The dominant replicons in Cluster A were ColRNAI (n=943), which occurred multiple times in most isolates, followed by repB (n=555), IncFII (pHN7A8) (n=501), IncHI1B(pNDM-MAR) (n=489) and IncR (n=486) (Additional file 2: Data S2). By examining assembly contigs for any co-presence of carbapenemase, virulence genes and replicons, we were able to link replicon and carbapenemase genes in 74 isolates and replicon and siderophore genes in 341 isolates (Table 1). No carbapenemase or hypervirulence-linked siderophore genes were found on chromosomes. In cases where siderophores were located on the same contig as replicons, the vast majority (n=290/343) had a IncHI1B(pNDM-MAR) replicon (Additional file 2: Data S4). Of these, 125 contigs had both repB and IncHI1B(pNDM-MAR) replicons. In addition, 42 contigs had simultaneously repB replicon and siderophores. The majority (n=52/76) of contigs which carried replicon and carbapenemase genes had an IncFII (pHN7A8) replicon, and 49 of these also had an IncR replicon. Two contigs had both siderophores and carbapenemase genes. The first one had repB, IncFIB (pKPHS1) and IncHI1B(pNDM-MAR) replicons. The second had repB and IncHI1B(pNDM-MAR). Both contigs carried blaKPC-2 and iuc1 loci.

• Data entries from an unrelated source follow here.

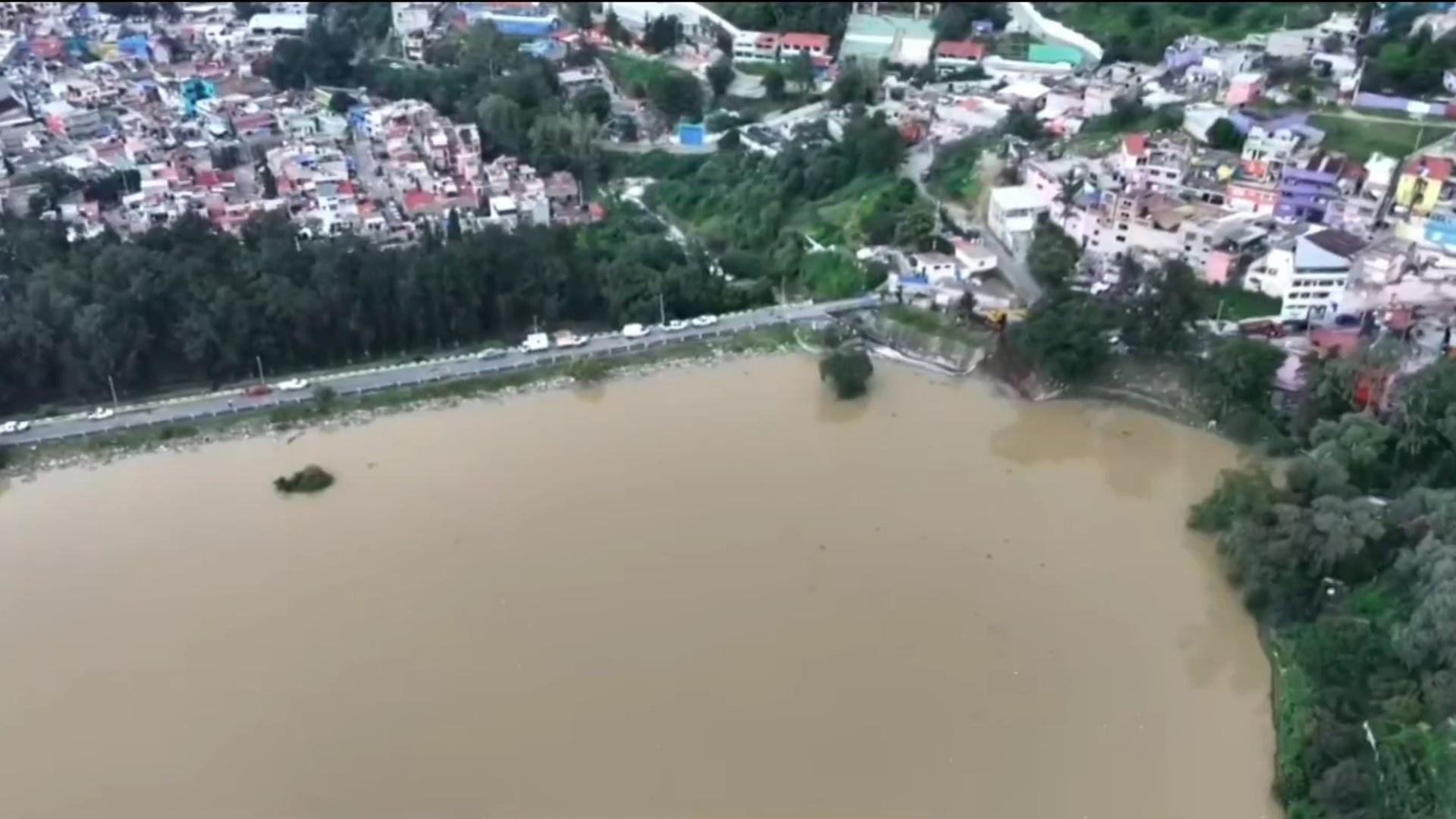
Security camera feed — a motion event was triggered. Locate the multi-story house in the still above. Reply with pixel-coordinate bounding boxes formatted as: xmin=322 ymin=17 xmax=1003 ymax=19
xmin=1395 ymin=156 xmax=1456 ymax=215
xmin=1274 ymin=152 xmax=1364 ymax=223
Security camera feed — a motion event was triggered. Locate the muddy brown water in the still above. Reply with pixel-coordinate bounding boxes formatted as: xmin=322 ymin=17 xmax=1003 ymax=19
xmin=0 ymin=357 xmax=1277 ymax=819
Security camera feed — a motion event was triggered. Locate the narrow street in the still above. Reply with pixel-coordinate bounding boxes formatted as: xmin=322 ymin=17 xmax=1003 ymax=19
xmin=900 ymin=144 xmax=1041 ymax=306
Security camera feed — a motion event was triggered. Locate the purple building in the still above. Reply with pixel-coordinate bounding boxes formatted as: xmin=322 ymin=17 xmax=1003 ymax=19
xmin=1274 ymin=152 xmax=1364 ymax=224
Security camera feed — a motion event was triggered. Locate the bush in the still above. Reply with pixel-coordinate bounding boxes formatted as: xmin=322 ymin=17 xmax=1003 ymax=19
xmin=157 ymin=424 xmax=199 ymax=441
xmin=566 ymin=359 xmax=611 ymax=383
xmin=274 ymin=463 xmax=334 ymax=494
xmin=820 ymin=347 xmax=875 ymax=400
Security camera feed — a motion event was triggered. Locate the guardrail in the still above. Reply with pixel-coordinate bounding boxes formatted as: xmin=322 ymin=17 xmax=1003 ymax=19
xmin=5 ymin=317 xmax=817 ymax=446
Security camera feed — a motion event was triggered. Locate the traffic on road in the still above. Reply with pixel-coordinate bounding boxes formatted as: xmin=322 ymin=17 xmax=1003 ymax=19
xmin=0 ymin=296 xmax=878 ymax=444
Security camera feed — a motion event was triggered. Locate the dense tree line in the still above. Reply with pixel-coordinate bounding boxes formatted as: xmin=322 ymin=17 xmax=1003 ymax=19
xmin=1190 ymin=360 xmax=1456 ymax=819
xmin=648 ymin=115 xmax=902 ymax=291
xmin=0 ymin=204 xmax=769 ymax=413
xmin=712 ymin=3 xmax=852 ymax=39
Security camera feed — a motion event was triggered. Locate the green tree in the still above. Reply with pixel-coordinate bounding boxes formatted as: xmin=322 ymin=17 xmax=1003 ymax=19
xmin=562 ymin=3 xmax=592 ymax=29
xmin=1027 ymin=218 xmax=1082 ymax=287
xmin=476 ymin=93 xmax=527 ymax=155
xmin=820 ymin=345 xmax=875 ymax=400
xmin=646 ymin=71 xmax=703 ymax=122
xmin=708 ymin=54 xmax=734 ymax=96
xmin=258 ymin=165 xmax=278 ymax=199
xmin=828 ymin=61 xmax=875 ymax=108
xmin=1002 ymin=108 xmax=1046 ymax=141
xmin=785 ymin=51 xmax=814 ymax=93
xmin=763 ymin=65 xmax=785 ymax=102
xmin=642 ymin=14 xmax=682 ymax=54
xmin=571 ymin=86 xmax=611 ymax=122
xmin=1010 ymin=290 xmax=1111 ymax=384
xmin=329 ymin=90 xmax=358 ymax=114
xmin=1204 ymin=118 xmax=1244 ymax=152
xmin=601 ymin=9 xmax=632 ymax=44
xmin=1309 ymin=413 xmax=1396 ymax=491
xmin=1197 ymin=338 xmax=1284 ymax=419
xmin=1122 ymin=261 xmax=1203 ymax=354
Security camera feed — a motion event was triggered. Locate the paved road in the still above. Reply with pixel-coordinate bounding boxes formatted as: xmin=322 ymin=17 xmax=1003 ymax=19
xmin=0 ymin=296 xmax=878 ymax=446
xmin=900 ymin=143 xmax=1041 ymax=305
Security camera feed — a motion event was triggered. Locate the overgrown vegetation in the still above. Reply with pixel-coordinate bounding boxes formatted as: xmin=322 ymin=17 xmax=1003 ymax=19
xmin=274 ymin=463 xmax=334 ymax=495
xmin=1309 ymin=112 xmax=1456 ymax=162
xmin=1050 ymin=3 xmax=1356 ymax=64
xmin=1190 ymin=362 xmax=1456 ymax=819
xmin=646 ymin=109 xmax=908 ymax=297
xmin=926 ymin=137 xmax=986 ymax=202
xmin=820 ymin=343 xmax=875 ymax=400
xmin=0 ymin=202 xmax=772 ymax=411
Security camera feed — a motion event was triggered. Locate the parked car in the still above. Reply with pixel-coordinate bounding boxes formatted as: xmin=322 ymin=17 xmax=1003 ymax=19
xmin=1239 ymin=321 xmax=1284 ymax=338
xmin=556 ymin=329 xmax=590 ymax=350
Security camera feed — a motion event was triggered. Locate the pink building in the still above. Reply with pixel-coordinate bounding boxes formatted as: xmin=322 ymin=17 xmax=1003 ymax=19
xmin=1223 ymin=71 xmax=1266 ymax=105
xmin=1203 ymin=251 xmax=1242 ymax=284
xmin=1228 ymin=179 xmax=1279 ymax=213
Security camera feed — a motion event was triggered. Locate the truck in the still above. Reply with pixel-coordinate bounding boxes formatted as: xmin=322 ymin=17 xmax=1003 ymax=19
xmin=556 ymin=329 xmax=587 ymax=350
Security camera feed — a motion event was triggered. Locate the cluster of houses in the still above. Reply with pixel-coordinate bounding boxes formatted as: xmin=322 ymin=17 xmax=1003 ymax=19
xmin=0 ymin=3 xmax=601 ymax=243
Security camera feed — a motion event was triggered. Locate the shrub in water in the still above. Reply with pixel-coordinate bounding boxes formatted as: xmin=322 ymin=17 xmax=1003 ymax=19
xmin=274 ymin=463 xmax=334 ymax=494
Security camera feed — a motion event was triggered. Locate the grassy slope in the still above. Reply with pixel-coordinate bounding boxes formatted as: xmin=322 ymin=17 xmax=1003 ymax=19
xmin=1050 ymin=3 xmax=1354 ymax=44
xmin=1309 ymin=114 xmax=1456 ymax=162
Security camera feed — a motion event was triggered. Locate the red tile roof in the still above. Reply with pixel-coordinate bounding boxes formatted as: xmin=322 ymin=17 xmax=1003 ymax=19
xmin=782 ymin=30 xmax=828 ymax=51
xmin=405 ymin=191 xmax=435 ymax=210
xmin=1405 ymin=156 xmax=1451 ymax=182
xmin=935 ymin=39 xmax=986 ymax=60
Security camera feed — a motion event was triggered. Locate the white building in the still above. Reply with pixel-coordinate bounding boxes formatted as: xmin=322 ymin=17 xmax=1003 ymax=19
xmin=603 ymin=2 xmax=742 ymax=39
xmin=247 ymin=13 xmax=315 ymax=36
xmin=1264 ymin=29 xmax=1325 ymax=58
xmin=1239 ymin=125 xmax=1303 ymax=177
xmin=389 ymin=3 xmax=440 ymax=38
xmin=986 ymin=185 xmax=1048 ymax=255
xmin=1244 ymin=228 xmax=1366 ymax=322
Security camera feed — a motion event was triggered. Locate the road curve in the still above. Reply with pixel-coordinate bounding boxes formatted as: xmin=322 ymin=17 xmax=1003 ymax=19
xmin=0 ymin=296 xmax=878 ymax=446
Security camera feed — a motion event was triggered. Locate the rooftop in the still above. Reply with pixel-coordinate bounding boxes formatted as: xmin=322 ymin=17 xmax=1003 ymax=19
xmin=992 ymin=185 xmax=1046 ymax=210
xmin=935 ymin=39 xmax=986 ymax=60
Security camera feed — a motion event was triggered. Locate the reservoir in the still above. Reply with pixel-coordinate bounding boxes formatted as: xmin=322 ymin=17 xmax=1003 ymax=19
xmin=0 ymin=356 xmax=1279 ymax=819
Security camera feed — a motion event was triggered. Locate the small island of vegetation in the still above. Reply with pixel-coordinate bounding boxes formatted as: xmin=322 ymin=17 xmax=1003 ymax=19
xmin=274 ymin=463 xmax=334 ymax=495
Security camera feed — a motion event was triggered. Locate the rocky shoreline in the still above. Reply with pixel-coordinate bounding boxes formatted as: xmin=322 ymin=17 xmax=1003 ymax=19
xmin=0 ymin=345 xmax=799 ymax=482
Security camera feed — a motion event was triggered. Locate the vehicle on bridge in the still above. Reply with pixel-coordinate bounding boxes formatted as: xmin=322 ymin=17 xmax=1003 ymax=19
xmin=556 ymin=329 xmax=592 ymax=350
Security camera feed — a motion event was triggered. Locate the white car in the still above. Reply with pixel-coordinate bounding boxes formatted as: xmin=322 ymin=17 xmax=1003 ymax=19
xmin=521 ymin=332 xmax=551 ymax=353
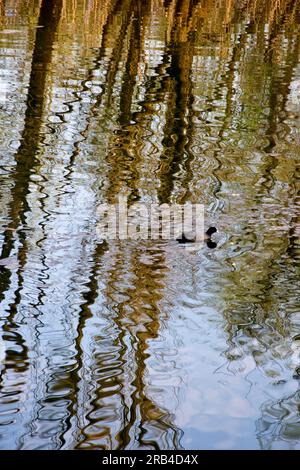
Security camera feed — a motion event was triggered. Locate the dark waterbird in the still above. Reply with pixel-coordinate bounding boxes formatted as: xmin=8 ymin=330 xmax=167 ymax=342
xmin=176 ymin=227 xmax=217 ymax=248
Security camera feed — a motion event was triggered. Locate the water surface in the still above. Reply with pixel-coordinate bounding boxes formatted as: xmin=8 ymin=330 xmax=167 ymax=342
xmin=0 ymin=0 xmax=300 ymax=449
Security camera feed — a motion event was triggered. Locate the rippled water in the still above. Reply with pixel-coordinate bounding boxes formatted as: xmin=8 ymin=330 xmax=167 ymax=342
xmin=0 ymin=0 xmax=300 ymax=449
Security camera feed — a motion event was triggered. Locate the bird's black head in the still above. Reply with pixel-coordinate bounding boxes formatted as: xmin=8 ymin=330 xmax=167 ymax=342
xmin=206 ymin=227 xmax=217 ymax=237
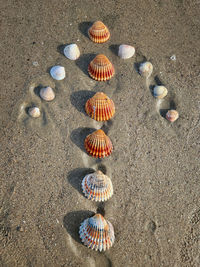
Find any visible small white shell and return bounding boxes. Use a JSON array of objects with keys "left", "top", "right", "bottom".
[
  {"left": 40, "top": 86, "right": 55, "bottom": 101},
  {"left": 139, "top": 61, "right": 153, "bottom": 78},
  {"left": 28, "top": 107, "right": 40, "bottom": 118},
  {"left": 50, "top": 66, "right": 65, "bottom": 81},
  {"left": 64, "top": 44, "right": 80, "bottom": 60},
  {"left": 118, "top": 44, "right": 135, "bottom": 59},
  {"left": 153, "top": 85, "right": 168, "bottom": 99}
]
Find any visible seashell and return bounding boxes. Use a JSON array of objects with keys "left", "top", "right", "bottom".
[
  {"left": 84, "top": 129, "right": 113, "bottom": 158},
  {"left": 118, "top": 44, "right": 135, "bottom": 59},
  {"left": 139, "top": 61, "right": 153, "bottom": 78},
  {"left": 40, "top": 86, "right": 55, "bottom": 101},
  {"left": 166, "top": 109, "right": 179, "bottom": 122},
  {"left": 82, "top": 171, "right": 113, "bottom": 201},
  {"left": 50, "top": 66, "right": 65, "bottom": 81},
  {"left": 88, "top": 21, "right": 110, "bottom": 43},
  {"left": 64, "top": 44, "right": 80, "bottom": 60},
  {"left": 79, "top": 213, "right": 115, "bottom": 251},
  {"left": 153, "top": 85, "right": 168, "bottom": 99},
  {"left": 88, "top": 55, "right": 115, "bottom": 81},
  {"left": 28, "top": 107, "right": 40, "bottom": 118},
  {"left": 85, "top": 92, "right": 115, "bottom": 121}
]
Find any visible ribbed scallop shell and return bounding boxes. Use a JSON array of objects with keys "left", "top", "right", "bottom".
[
  {"left": 88, "top": 21, "right": 110, "bottom": 43},
  {"left": 84, "top": 130, "right": 113, "bottom": 158},
  {"left": 82, "top": 171, "right": 113, "bottom": 201},
  {"left": 88, "top": 54, "right": 115, "bottom": 81},
  {"left": 85, "top": 92, "right": 115, "bottom": 121},
  {"left": 79, "top": 214, "right": 115, "bottom": 251}
]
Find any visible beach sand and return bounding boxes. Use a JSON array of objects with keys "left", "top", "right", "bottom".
[{"left": 0, "top": 0, "right": 200, "bottom": 267}]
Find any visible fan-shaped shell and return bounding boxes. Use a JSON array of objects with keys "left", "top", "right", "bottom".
[
  {"left": 84, "top": 129, "right": 113, "bottom": 158},
  {"left": 88, "top": 21, "right": 110, "bottom": 43},
  {"left": 79, "top": 214, "right": 115, "bottom": 251},
  {"left": 88, "top": 54, "right": 115, "bottom": 81},
  {"left": 85, "top": 92, "right": 115, "bottom": 121},
  {"left": 82, "top": 171, "right": 113, "bottom": 201}
]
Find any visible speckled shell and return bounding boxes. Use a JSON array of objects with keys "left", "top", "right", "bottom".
[
  {"left": 153, "top": 85, "right": 168, "bottom": 99},
  {"left": 88, "top": 54, "right": 115, "bottom": 81},
  {"left": 84, "top": 130, "right": 113, "bottom": 158},
  {"left": 166, "top": 109, "right": 179, "bottom": 122},
  {"left": 79, "top": 214, "right": 115, "bottom": 251},
  {"left": 82, "top": 171, "right": 113, "bottom": 201},
  {"left": 88, "top": 21, "right": 110, "bottom": 43},
  {"left": 85, "top": 92, "right": 115, "bottom": 121}
]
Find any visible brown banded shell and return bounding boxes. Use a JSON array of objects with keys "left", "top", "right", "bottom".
[
  {"left": 85, "top": 92, "right": 115, "bottom": 121},
  {"left": 88, "top": 54, "right": 115, "bottom": 81},
  {"left": 84, "top": 129, "right": 113, "bottom": 158},
  {"left": 88, "top": 21, "right": 110, "bottom": 43}
]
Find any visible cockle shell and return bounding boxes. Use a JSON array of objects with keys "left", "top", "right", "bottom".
[
  {"left": 40, "top": 86, "right": 55, "bottom": 101},
  {"left": 118, "top": 44, "right": 135, "bottom": 59},
  {"left": 85, "top": 92, "right": 115, "bottom": 121},
  {"left": 79, "top": 213, "right": 115, "bottom": 251},
  {"left": 166, "top": 109, "right": 179, "bottom": 122},
  {"left": 28, "top": 107, "right": 40, "bottom": 118},
  {"left": 88, "top": 21, "right": 110, "bottom": 43},
  {"left": 64, "top": 44, "right": 80, "bottom": 60},
  {"left": 50, "top": 66, "right": 65, "bottom": 81},
  {"left": 84, "top": 129, "right": 113, "bottom": 158},
  {"left": 153, "top": 85, "right": 168, "bottom": 99},
  {"left": 88, "top": 54, "right": 115, "bottom": 81},
  {"left": 139, "top": 61, "right": 153, "bottom": 78},
  {"left": 82, "top": 171, "right": 113, "bottom": 201}
]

Cluster B (n=83) consisted mainly of isolates from China (n=81/83) and the ST11 sequence type (n=74/83). This cluster did not have strong statistical support for its robustness, and based on visual examination of results (Fig. 2) it is related to, but distinct from, Cluster A isolates. In particular, the isolates in Cluster B lack repB and IncHI1B(pNDM-MAR) replicons, characteristic of Cluster A.

Cluster C (n=82) is geographically diverse, with 32 isolates sourced from Russia, 16 from China, 9 from Egypt, and 8 from Germany. There were 15 STs of which ST147 (n=32; 39%) and ST395 (n=24; 29%) were the most frequent. While ST147 had broad geographic distribution, the majority of ST395 isolates in this cluster were collected in Russia (n=20/24; 83%). The most frequent carbapenemases were blaOXA-48 (n=51) and blaNDM-1 (n=23), again without any strong geographic links. Five isolates had both genes. More broadly, 78 isolates had either a blaOXA or blaNDM gene, with blaKPC-2 (n=2) and blaVIM-1 (n=1) accounting for the rest (Additional file 2: Data S2). The dominant hypervirulence siderophore was iuc1 (n=78/82), while an unassigned salmochelin lineage was present in two isolates. Despite geographic and ST diversity, three replicons accounted for the majority of isolates: Col(pHAD28) (n=91), IncHI1B(pNDM-MAR) (n=80), and IncFIB(pNDM-Mar) (n=79) (Table 1). Out of 14 isolates in which a replicon and iuc1 locus were on the same contig, ten had both IncFIB(pNDM-Mar) and IncHI1B(pNDM-MAR) replicons, and a further two had IncHI1B(pNDM-MAR). Replicons linked to carbapenemase encoding genes (n=16) were diverse, and IncL linked to blaOXA-48 (n=4) was the most frequent association.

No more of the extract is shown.